Transport and energy infrastructure can also be used for improving the productivity and market access of agriculture, which is often the principal source of livelihood of local communities. Third, extractives must work with governments, communities and other partners to manage and reduce the cumulative environmental risks and impacts associated with resource investments, including of the related infrastructure investments, while helping to address the most pressing environmental challenges in the region, which may include climate change resilience, water management or deforestation. Fourth, extractive companies and other stakeholders should encourage and support effective government strategies and capacity for managing resource revenues, including national development planning, effective budgetary mechanisms and execution, and strategic allocation of resource revenues.
Fifth, extractive companies should support a transparent, robust, legal framework for extractive investments, that is implemented and monitored by strong governmental and societal institutions, with the cooperation of industry. This includes, among other things, supporting fiscal regimes that ensure the fair distribution of resource revenues between the companies and the governments, and committing to contract transparency, so that governments and communities can understand how the risks, benefits and responsibilities are allocated among the various stakeholders. In recent years, many Countries have seen how the extractive industry can play a driving force for national economic growth but because this growth to continue steadily over time, it will be needed strategies and investment that promote a more inclusive and fair national development. It's time for the extractive industry to demonstrate competence, commitment and leadership skills beyond its core business. Therefore, the extractive industry would commit fully to sustainable development.
Which are the major challenge and what's wrong in the programs that are now in place in developing countries?

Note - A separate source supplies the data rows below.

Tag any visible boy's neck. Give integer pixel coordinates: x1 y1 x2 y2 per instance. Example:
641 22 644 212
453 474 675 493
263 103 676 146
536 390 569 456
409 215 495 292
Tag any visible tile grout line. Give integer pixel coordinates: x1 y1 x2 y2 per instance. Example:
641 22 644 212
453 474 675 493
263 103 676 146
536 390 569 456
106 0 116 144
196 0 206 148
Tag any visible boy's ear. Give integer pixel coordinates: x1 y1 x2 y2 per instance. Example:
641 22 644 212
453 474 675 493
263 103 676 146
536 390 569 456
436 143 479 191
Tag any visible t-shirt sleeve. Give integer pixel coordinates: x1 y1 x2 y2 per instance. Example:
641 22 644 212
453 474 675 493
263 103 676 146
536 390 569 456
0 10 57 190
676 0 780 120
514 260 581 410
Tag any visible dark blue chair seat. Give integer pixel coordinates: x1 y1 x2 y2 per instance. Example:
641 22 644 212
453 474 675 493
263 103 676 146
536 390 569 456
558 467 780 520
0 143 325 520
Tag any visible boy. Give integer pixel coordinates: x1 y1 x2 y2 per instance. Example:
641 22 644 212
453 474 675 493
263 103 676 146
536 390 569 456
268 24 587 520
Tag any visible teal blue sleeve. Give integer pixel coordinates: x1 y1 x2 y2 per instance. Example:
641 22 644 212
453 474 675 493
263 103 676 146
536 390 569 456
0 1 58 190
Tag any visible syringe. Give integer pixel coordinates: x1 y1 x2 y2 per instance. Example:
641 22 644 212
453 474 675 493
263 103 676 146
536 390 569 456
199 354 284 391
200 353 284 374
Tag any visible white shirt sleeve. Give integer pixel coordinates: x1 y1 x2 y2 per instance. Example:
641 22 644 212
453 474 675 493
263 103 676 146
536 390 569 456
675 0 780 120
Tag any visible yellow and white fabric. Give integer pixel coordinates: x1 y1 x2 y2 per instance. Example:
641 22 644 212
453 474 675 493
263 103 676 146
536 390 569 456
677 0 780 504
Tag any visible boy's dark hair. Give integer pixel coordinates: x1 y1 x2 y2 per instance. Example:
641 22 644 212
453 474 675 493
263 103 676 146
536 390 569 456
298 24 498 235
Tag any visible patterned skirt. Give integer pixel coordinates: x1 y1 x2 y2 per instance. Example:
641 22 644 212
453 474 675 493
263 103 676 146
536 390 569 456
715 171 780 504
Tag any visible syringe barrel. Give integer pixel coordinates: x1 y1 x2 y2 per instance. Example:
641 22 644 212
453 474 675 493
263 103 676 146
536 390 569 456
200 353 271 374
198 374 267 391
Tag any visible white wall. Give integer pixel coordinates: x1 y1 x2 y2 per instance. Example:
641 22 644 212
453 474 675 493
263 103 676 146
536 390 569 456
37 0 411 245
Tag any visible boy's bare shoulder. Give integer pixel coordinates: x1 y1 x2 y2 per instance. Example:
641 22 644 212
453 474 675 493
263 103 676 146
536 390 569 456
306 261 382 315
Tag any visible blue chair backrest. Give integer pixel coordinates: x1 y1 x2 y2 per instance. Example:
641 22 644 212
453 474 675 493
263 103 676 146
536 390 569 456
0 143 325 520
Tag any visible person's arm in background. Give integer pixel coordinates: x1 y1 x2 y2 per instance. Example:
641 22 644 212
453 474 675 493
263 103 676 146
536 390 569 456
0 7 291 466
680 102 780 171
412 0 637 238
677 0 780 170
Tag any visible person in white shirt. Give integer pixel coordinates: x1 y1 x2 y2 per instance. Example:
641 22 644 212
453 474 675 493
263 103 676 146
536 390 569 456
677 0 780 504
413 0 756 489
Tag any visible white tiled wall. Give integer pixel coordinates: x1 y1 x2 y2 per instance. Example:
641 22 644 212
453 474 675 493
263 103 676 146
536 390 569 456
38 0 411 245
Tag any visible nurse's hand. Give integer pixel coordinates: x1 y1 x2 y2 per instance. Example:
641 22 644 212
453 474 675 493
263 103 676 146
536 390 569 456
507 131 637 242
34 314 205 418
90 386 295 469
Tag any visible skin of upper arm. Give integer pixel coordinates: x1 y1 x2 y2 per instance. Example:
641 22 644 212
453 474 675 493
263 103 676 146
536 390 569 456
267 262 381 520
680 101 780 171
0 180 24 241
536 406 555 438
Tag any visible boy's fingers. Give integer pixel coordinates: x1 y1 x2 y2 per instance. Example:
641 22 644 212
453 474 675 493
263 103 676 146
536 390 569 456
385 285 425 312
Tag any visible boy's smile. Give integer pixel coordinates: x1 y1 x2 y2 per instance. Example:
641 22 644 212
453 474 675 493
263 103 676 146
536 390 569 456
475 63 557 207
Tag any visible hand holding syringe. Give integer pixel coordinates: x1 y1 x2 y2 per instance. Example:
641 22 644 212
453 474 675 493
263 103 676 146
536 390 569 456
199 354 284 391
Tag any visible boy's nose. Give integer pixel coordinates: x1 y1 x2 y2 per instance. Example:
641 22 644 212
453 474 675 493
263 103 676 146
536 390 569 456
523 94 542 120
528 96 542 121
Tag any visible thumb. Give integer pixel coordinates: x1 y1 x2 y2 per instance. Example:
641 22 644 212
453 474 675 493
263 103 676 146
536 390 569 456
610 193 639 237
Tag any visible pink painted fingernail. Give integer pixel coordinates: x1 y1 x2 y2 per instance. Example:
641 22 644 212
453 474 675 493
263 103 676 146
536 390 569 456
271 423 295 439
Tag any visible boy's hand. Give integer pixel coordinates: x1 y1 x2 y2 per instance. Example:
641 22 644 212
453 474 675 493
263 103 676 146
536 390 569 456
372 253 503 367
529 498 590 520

In my 35 years of experience in development projects in Asia and Africa, I have concluded there are broadly 7 success factors: First, engage communities to identify priorities and promote local leadership. Second, work together with governments, both local and national, to ensure alignment and complementarity of development investments with strategies and priorities. Of course, transparent goals and mutual accountability of results are essential ingredients for a productive partnership with government. Third is the need to invest in the development of local and national capacity. Technical assistance may be needed in strategic and critical areas, but it should always aim to reinforce and advance local institutional capacity over time. Fourth, identify best practices and establish practical monitoring and evaluation systems. Fifth, encourage public-private partnerships and support enterprise development, contributing in this way to economic sustainability. Sixth, engage several partners and deploy a range of multiple technologies and skills. Seventh, invest for the long-term. A common failure I have observed is the premature termination of promising projects. The development of communities, business enterprise and local skills, needs time to be built, definitely not through a 3- to 5-year project.